De la découverte de la photo à l’ouverture de sa galerie…
Bonni souligne qu’à 16 ans alors qu’elle était au lycée, elle savait déjà qu’elle voulait être marchande d’art. Elle lisait à l’époque un livre des frère Duveen (marchands d’art anglais du 19ème siècle) et dit avoir été fascinée par l’idée qu’on puisse s’approprier, acheter et vendre l’histoire à travers l’art.
Elle a suivi des études d’art à l’université de Boston et notamment sous la direction de son renommé directeur et professeur d’histoire de l’art: Honoree Carl Chiarenza.
Sa première inspiration a été Robert Franck et plus particulièrement Rodeo, Detroit. Elle dit que quand elle a vu l’image elle a dit “ou est le rodeo?” et que tout est parti de là.
Son diplôme en poche. Elle trouve un poste à Blum-Helman gallery, et Irving Blum devient son mentor. A l’époque, il représente Lichtenstein, Rauschenberg, Warhol… Elle dit avoir tout appris de lui.
En 1977 elle est engagée à la Wolf Galery où elle dirige Presque complètement la gallerie surtout pendant les 2 ans où Daniel Wof parcourt le pays pour constituer pour John Walsh – directeur du Getty Museum – une spectaculaire collection de photographies.
En 1987, la Wolf Galery ferme et Bonni décide qu’elle est assez solide pour se lancer seule. Elle commence dans les bureaux de son mari, elle précise qu’elle ne part pas de rien mais qu’elle n’a aucun fond pour lancer son affaire.
A ce moment là, elle est déjà reconnue comme une des experts de Walker Evans.
Elle choisit de représenter Andreas Feininger, Jed Devine, Regina Deluise, Tod Papageorge, Garry winogrand et Eliot Porter entre autres.
Bonni benrubi Galery est née.
Son meilleur souvenir de galeriste…
Elle raconte que c’est un souvenir récent. Pour des raisons de santé, et pour la première fois depuis seize ans elle n’a pas pu se rendre à Paris Photo en novembre 2011. Une semaine plus tard, quelques-uns de ses plus fidèles clients sont venus passer quelques jours à New York en famille, entre autre pour lui rendre visite.

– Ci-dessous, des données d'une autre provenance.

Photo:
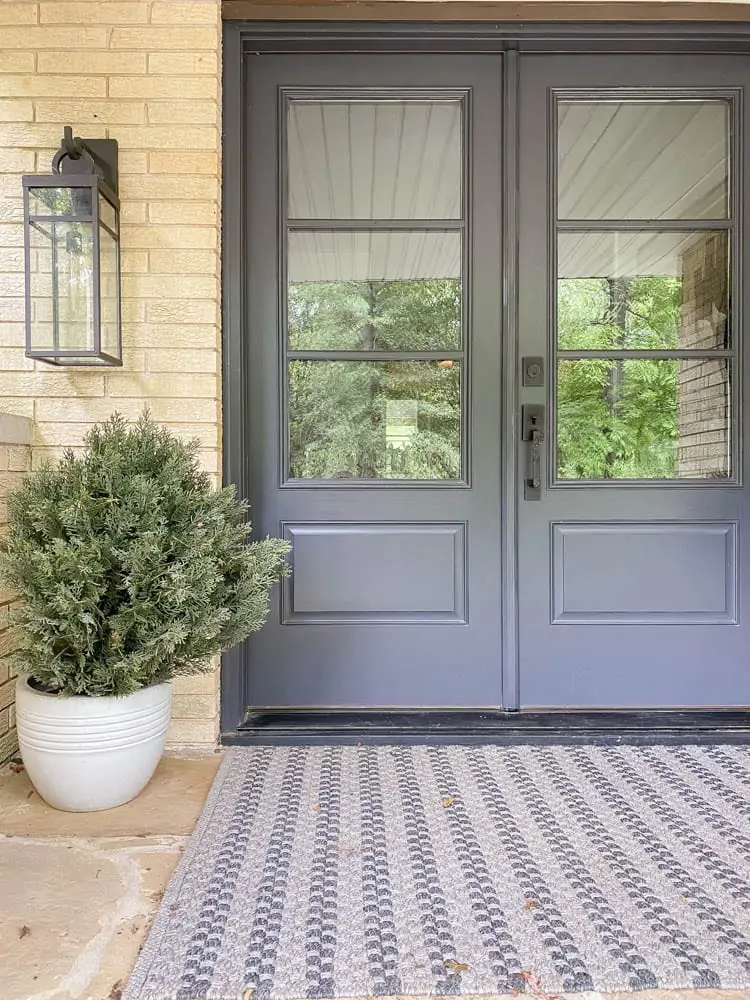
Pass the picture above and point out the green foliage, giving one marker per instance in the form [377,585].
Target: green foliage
[131,568]
[618,419]
[375,419]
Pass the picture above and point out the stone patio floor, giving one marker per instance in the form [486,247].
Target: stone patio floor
[78,891]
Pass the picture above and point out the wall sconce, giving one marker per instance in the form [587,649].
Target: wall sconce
[72,245]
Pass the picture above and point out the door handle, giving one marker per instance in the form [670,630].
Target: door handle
[532,432]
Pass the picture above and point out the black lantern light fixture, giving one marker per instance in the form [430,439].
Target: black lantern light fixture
[72,245]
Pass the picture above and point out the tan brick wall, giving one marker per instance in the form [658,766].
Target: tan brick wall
[146,72]
[703,403]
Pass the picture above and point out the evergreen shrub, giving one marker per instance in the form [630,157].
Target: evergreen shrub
[130,567]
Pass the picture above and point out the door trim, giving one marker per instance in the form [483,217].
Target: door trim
[240,38]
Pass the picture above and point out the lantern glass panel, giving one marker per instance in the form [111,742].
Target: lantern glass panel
[62,286]
[108,291]
[46,201]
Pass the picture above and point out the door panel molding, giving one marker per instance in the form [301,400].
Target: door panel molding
[624,599]
[427,561]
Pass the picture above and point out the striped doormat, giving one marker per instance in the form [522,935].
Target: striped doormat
[383,871]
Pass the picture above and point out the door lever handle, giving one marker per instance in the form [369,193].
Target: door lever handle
[532,432]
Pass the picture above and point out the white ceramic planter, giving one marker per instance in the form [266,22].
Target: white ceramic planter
[85,754]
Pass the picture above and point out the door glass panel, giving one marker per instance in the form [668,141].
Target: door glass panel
[643,290]
[643,159]
[643,419]
[398,291]
[366,159]
[375,419]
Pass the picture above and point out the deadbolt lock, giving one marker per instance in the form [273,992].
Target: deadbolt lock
[533,371]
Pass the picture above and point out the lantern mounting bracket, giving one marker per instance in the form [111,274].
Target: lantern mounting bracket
[87,156]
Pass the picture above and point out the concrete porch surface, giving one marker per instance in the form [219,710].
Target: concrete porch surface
[78,891]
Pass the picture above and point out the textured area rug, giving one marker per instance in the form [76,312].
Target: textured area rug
[379,871]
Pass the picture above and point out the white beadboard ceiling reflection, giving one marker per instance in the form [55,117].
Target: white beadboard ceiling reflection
[374,160]
[644,160]
[402,160]
[337,256]
[624,254]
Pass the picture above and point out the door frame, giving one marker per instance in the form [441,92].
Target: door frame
[511,42]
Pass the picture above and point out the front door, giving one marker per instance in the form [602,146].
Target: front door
[374,325]
[634,530]
[511,480]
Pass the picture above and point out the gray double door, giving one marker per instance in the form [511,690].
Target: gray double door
[508,451]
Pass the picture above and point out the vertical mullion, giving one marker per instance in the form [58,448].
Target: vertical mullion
[510,124]
[282,111]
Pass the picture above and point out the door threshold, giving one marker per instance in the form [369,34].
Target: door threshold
[340,727]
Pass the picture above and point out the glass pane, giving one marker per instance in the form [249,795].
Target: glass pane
[60,201]
[108,287]
[643,159]
[375,419]
[643,291]
[643,419]
[367,159]
[374,291]
[107,214]
[62,286]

Son pire souvenir de galeriste…
Bonni préfère ne garder que les bons souvenirs de sa vie de galeriste.
Sa première photo achetée à titre personnel ou une photo qui a une importance particulière pour elle…
3 girls showing scoliosis of the spine from working at such a young age – from the national child labor committee assignment par Lewis Hine
Times square in Hotel Room par Abelardo Morell
Sur le mur de sa chambre…
Rodeo, Detroit par Robert Frank
Wall Street par Paul Strand
The Last Stich par Dorothea Lange
Queen’s charlotte Ball par Henry Cartier Bresson
Bowing for the collection par Louis Faurer
Et un Giacomelli en mouvement aussi.
Si elle était un(e) photographe connu(e)…
Abelardo Morell pour son incroyable talent et sa consistance en tant qu’artiste ces vingt dernières années.